Laat ons hopen dat hij met de auto komt.

---------------------------------------------------------------------------------------------------------------

'Waarom hebt gij die rode broek aangedaan? Gij ging die verkreukelde grijze toch verwisselen voor een andere grijze broek'?
'Is het weer niet goed'?
'Nee. Sorry'.
'Waarom kondt ge dat daarjuist dan niet zeggen'?
'Ja maar... Ge gaf mij geen tijd om te kijken. Gij zeit dat we ons moesten haasten omdat Jan nu in de file staat naar Brussel omdat hij zijn afslag had gemist...'.
'Ja. Hij heeft zijn afslag gemist. Hij had geen gps bij, zei hij. Anders hadden we nu al in zijn auto gezeten en had ik niet hoeven te wandelen met die verzwikte poot van me'.

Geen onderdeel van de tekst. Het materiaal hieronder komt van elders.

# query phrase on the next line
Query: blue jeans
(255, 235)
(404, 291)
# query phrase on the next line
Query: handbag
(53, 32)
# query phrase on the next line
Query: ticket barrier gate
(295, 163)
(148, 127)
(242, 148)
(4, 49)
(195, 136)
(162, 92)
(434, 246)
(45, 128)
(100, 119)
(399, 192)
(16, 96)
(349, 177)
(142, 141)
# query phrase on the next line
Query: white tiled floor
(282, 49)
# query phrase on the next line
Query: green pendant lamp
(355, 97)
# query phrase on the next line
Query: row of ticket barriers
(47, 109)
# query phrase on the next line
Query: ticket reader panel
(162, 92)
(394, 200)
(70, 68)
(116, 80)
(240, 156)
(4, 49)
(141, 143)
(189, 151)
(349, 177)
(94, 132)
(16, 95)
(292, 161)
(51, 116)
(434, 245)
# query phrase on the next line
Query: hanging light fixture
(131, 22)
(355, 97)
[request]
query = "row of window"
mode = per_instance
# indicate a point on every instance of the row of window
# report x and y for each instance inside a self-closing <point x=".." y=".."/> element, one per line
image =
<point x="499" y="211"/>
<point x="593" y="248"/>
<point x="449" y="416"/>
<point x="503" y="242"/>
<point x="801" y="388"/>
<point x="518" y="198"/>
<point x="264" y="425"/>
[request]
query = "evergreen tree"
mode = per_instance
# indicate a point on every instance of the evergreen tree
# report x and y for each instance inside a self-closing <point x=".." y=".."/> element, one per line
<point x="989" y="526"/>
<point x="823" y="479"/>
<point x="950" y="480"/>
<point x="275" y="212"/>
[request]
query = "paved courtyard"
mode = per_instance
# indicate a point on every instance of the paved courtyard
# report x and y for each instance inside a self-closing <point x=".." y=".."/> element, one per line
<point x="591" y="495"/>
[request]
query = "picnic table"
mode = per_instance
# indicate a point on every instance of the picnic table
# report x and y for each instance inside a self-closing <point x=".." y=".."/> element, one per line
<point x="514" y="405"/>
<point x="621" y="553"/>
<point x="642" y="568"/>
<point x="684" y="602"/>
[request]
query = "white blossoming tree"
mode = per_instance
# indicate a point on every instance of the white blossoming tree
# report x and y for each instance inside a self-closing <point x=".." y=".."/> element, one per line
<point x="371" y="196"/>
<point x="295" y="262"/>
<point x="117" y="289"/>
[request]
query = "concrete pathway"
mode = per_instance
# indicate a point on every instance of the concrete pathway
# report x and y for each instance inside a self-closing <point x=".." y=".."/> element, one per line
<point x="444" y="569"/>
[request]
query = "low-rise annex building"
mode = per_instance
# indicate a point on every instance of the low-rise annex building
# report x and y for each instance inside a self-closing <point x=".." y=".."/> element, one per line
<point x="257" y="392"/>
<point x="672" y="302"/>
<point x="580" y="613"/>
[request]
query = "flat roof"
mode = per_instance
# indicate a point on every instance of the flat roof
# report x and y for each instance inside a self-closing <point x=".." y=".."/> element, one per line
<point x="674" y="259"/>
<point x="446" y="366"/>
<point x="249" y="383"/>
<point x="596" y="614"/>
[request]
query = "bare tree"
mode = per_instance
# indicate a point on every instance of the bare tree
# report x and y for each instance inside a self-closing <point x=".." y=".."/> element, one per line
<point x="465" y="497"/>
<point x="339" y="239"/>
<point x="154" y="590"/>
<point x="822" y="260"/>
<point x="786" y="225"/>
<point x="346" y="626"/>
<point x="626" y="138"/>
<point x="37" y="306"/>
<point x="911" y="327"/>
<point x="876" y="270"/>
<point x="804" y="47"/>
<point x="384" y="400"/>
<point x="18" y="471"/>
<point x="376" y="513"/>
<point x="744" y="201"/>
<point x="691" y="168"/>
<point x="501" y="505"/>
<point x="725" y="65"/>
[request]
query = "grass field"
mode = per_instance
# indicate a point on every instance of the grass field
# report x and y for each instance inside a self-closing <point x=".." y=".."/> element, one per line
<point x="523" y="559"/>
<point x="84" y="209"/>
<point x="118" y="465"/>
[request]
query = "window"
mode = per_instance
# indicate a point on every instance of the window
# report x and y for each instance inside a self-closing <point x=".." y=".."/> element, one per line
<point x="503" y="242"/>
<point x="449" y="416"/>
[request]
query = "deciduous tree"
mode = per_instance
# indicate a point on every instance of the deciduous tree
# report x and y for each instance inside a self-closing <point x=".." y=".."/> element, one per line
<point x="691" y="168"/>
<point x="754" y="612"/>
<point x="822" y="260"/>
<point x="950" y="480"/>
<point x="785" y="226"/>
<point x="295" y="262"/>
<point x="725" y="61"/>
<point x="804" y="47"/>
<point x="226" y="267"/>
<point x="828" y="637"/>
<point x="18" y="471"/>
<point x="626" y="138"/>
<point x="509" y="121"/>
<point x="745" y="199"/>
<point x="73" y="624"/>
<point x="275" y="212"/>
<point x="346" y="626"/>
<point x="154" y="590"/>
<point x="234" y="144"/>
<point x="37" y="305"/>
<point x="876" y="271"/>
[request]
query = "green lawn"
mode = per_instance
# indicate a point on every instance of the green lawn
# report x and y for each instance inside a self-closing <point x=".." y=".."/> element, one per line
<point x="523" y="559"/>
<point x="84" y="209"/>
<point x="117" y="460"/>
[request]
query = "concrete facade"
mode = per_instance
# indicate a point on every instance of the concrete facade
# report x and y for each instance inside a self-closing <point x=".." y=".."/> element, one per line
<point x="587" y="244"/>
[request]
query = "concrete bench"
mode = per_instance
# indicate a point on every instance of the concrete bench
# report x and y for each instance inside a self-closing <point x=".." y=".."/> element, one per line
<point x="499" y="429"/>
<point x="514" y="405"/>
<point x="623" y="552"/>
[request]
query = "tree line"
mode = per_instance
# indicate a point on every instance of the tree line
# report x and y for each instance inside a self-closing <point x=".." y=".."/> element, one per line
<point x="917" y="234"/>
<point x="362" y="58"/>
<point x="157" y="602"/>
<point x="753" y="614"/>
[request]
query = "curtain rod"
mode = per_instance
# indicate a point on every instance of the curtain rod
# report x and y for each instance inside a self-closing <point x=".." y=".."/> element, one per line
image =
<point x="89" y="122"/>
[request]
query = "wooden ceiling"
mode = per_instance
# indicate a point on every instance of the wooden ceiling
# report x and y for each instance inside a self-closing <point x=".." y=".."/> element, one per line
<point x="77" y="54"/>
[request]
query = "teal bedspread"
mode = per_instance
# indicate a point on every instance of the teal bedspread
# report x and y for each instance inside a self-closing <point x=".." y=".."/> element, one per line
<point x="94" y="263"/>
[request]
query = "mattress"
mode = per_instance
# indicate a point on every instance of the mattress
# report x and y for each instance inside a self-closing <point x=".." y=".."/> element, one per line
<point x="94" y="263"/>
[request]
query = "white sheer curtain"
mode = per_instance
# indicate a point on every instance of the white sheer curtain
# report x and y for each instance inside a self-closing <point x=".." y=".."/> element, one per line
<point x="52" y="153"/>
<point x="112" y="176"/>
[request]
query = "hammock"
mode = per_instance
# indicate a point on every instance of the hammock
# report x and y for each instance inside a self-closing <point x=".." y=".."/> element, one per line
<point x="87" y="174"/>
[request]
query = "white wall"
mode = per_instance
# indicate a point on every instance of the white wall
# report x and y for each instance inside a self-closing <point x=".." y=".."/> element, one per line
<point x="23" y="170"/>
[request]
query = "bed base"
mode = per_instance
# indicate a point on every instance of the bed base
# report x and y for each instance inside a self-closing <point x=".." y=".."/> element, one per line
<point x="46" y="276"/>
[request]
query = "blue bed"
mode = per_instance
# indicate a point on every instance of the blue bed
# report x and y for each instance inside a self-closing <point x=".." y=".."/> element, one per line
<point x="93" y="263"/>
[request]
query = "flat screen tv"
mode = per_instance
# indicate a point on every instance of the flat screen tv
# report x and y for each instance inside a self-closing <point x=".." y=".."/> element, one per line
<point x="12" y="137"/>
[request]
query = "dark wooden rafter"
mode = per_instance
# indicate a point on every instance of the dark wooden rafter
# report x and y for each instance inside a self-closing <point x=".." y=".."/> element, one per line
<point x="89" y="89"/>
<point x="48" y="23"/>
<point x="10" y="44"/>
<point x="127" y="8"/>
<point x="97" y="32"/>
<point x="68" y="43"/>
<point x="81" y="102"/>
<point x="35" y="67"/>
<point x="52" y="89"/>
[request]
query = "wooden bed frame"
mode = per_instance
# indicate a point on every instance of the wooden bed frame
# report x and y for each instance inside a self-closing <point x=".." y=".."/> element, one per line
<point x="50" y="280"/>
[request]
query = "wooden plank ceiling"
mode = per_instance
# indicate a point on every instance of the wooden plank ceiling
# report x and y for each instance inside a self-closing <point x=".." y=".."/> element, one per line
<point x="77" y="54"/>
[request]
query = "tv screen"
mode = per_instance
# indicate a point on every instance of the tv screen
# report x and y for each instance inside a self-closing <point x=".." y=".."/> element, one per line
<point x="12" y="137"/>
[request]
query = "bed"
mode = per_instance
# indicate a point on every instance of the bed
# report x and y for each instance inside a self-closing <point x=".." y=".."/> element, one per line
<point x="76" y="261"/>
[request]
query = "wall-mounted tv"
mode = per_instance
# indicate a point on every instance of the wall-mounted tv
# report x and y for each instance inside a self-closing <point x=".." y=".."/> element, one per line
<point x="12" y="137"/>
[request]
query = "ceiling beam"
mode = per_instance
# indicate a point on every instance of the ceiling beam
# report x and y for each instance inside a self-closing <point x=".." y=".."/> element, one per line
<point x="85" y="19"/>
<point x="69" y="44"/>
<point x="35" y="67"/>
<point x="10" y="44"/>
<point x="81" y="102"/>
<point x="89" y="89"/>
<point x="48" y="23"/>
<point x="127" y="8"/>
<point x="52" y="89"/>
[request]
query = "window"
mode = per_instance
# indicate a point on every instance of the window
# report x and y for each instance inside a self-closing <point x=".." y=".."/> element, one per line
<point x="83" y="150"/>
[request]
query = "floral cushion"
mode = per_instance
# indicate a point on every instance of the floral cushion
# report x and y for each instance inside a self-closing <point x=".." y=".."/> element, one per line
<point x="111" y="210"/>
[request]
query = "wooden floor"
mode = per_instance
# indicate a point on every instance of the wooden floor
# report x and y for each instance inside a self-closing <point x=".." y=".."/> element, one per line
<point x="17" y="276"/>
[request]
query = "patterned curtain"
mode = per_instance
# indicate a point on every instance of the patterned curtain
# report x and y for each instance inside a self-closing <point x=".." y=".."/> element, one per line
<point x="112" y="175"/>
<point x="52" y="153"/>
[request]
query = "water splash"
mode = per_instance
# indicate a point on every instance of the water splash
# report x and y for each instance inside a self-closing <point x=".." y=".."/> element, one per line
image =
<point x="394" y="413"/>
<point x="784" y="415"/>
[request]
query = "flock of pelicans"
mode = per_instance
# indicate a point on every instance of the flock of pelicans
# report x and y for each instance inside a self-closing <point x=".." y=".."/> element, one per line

Elisa en ik staan bij tramhalte Schijfwerper op de VII de Olympiadelaan en het is februari. De derde om precies te zijn. Normaal hadden we dus met Jan kunnen meerijden, mocht hij zijn afslag niet gemist hebben en wél omdat ik onlangs mijn voet verzwikte op een fuif van Hans en Helena in de Sergeyselsstraat in Borgerhout. Dat moet gebeurd zijn toen de deejay -die tevens zijn vak als geen ander kende- een iets te enthousiaste schijf met flamenco opzette. Jammer genoeg wilde het beton die avond niet zoveel meegeven als de ligamenten in mijn linker voet. Nu staan we hier op tram twee te wachten en Elisa is weer eens niet gelukkig met de outfitt waar ik mij in kleedde.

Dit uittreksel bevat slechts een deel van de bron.